So, I can no longer listen to the song 'Perfect for You' from the musical Next to Normal without thinking of one of my current favorite pairings, Stan and Kyle. It just fits them so perfectly in my head. Today, I decided to write out how I felt the sentiments of the song would actually play out in their circumstances. The result is below. I tried to make the scene follow the same progression as the song. I added some extra beats here and there (mostly in the narration), but it was all in the interest of maintaining the overall flow. I did keep some lines intact because they are so brilliant.

This is pure, indulgent fluff, and I will not apologize for it. XP

Enjoy~!


Stan was in one of those moods again. The kind where he was being a cynical, pessimistic asshole. He was damn lucky that I knew him well enough to realize that this would pass (eventually). Otherwise, I never would have put up with this shit.
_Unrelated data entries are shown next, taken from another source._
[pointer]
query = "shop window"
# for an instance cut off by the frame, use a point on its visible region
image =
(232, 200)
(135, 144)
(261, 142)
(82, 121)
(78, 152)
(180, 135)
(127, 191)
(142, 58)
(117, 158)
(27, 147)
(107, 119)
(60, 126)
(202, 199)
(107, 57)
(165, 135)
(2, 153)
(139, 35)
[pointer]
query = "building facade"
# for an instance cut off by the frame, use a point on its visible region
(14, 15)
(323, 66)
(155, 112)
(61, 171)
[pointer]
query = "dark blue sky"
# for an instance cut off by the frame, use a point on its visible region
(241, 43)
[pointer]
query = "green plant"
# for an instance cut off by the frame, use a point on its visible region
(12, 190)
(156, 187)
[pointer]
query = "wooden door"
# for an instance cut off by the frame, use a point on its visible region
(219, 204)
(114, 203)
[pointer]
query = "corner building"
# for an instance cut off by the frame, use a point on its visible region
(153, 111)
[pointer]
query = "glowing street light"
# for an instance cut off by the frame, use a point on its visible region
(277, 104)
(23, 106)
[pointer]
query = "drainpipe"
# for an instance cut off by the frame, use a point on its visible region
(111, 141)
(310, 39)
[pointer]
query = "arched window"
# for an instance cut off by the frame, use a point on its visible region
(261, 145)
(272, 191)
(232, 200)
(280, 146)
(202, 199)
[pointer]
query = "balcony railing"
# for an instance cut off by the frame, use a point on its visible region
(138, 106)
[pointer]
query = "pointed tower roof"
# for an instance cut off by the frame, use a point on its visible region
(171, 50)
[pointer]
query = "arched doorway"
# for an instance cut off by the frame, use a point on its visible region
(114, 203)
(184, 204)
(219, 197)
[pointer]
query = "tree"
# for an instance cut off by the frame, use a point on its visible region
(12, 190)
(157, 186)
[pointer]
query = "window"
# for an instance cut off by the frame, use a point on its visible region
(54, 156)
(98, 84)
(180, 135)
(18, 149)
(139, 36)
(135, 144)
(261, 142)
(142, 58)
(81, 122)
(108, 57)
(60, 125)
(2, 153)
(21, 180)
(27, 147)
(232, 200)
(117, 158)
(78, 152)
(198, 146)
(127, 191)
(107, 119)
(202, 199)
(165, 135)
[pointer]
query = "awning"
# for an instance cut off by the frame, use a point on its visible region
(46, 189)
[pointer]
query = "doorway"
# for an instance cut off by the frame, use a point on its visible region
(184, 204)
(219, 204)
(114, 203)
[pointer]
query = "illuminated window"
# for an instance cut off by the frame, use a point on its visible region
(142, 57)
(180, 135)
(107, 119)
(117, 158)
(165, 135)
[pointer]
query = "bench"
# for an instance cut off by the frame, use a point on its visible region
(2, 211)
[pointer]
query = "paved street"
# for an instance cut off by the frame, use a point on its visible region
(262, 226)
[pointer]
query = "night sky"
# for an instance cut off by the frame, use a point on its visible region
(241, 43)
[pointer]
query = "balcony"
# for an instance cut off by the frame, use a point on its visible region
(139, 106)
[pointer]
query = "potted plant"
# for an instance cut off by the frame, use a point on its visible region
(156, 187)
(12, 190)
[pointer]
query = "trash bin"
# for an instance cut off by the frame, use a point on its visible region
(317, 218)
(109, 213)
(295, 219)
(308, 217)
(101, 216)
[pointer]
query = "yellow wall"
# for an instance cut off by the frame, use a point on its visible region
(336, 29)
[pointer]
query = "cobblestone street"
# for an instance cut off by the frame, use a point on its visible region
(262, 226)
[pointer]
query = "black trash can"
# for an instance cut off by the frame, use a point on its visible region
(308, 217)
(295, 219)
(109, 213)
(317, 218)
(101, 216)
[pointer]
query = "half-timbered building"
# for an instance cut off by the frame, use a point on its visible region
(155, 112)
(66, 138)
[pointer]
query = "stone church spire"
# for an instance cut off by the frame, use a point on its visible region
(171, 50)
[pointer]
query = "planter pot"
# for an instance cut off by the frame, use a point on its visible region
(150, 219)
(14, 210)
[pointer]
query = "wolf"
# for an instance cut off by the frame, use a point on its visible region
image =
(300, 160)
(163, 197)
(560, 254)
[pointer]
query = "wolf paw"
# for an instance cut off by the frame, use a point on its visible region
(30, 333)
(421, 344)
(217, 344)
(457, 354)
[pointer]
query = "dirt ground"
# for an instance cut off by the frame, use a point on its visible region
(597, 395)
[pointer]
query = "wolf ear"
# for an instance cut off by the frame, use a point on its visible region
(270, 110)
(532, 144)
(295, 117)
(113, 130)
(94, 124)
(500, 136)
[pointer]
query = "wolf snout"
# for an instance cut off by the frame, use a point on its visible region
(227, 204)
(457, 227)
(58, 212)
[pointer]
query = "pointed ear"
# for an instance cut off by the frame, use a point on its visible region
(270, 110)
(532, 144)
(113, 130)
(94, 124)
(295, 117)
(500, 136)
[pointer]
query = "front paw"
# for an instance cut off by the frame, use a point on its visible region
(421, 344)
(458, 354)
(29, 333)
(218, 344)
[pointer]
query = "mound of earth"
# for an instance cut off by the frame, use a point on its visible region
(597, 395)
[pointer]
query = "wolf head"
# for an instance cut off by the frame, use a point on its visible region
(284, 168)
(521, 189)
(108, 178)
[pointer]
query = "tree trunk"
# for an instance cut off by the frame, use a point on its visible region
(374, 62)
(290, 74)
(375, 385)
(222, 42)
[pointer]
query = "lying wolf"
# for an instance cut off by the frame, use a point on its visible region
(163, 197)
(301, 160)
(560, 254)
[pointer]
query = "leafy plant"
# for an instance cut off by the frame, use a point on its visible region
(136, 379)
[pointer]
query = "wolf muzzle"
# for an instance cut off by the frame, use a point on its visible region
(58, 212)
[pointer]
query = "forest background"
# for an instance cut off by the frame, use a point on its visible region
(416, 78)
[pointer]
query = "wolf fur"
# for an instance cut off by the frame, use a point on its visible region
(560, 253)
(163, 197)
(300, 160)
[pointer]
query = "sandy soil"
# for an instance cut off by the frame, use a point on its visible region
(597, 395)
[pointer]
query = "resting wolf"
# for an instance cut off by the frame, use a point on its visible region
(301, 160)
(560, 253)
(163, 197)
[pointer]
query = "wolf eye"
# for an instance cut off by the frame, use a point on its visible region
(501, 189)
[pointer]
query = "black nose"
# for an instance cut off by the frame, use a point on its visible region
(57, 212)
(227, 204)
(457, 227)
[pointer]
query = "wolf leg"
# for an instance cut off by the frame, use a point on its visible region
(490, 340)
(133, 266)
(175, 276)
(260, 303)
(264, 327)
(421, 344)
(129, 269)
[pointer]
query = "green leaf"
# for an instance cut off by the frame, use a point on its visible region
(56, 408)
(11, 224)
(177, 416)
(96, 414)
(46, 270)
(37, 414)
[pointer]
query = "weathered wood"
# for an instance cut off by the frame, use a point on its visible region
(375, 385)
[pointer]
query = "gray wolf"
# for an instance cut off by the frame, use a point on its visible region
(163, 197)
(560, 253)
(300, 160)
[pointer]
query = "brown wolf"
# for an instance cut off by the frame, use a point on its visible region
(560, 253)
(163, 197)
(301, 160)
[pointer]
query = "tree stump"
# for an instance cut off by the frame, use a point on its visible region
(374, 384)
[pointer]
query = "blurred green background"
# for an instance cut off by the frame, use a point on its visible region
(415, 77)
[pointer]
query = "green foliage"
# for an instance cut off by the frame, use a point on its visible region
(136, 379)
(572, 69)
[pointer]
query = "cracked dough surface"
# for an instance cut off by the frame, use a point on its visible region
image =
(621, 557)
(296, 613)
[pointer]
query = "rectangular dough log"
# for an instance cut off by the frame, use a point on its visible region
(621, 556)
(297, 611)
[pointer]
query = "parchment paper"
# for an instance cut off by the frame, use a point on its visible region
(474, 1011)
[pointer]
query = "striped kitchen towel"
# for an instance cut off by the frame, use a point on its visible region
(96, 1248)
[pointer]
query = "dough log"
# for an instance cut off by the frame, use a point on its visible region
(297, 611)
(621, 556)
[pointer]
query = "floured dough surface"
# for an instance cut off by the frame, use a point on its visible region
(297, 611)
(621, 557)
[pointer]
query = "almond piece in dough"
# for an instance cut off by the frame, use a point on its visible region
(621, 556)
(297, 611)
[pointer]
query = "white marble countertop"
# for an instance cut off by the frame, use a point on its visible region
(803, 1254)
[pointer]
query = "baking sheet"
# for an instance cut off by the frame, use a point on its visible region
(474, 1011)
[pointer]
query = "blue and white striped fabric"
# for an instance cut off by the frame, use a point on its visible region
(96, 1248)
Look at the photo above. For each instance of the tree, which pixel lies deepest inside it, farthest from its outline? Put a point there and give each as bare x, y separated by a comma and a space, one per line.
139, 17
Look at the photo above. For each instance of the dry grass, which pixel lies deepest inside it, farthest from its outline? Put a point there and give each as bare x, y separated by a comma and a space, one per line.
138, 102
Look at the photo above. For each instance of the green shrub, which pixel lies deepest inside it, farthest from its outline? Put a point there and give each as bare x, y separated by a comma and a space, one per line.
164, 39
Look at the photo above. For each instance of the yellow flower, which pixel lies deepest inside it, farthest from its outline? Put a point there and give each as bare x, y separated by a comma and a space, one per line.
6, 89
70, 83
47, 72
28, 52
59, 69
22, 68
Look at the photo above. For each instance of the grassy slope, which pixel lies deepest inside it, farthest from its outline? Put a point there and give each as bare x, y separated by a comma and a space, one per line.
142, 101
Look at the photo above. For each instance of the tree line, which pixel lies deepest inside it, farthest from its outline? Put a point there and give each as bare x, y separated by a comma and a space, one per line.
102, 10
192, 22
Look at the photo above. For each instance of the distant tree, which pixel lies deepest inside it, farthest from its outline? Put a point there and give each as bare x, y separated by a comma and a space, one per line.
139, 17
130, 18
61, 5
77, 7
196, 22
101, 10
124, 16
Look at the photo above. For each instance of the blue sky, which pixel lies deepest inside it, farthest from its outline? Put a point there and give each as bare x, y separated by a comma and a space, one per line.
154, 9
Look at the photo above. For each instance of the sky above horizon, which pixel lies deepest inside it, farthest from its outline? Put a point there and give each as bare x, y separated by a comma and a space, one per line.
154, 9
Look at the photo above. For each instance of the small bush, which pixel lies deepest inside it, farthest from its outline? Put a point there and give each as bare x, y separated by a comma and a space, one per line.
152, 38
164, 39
Stan is a great guy, and a motivated activist most of the time, and I really admire him for it. But every so often, he'll get fed up with the world's lack of progress and/or stupidity and go on one of his tirades. Mind you, I don't blame him for this, but it does get hard to listen to after the half-hour mark.

The best thing to do in this circumstance is to just let him get it out of his system. Of course, he didn't need any prompting from me to do so, so I occupied myself with geometry theorems while he prattled on about… I didn't even know what, since I had tuned him out by that point. We were in his room. He was sprawled on his bed, while I had taken up residence at his desk.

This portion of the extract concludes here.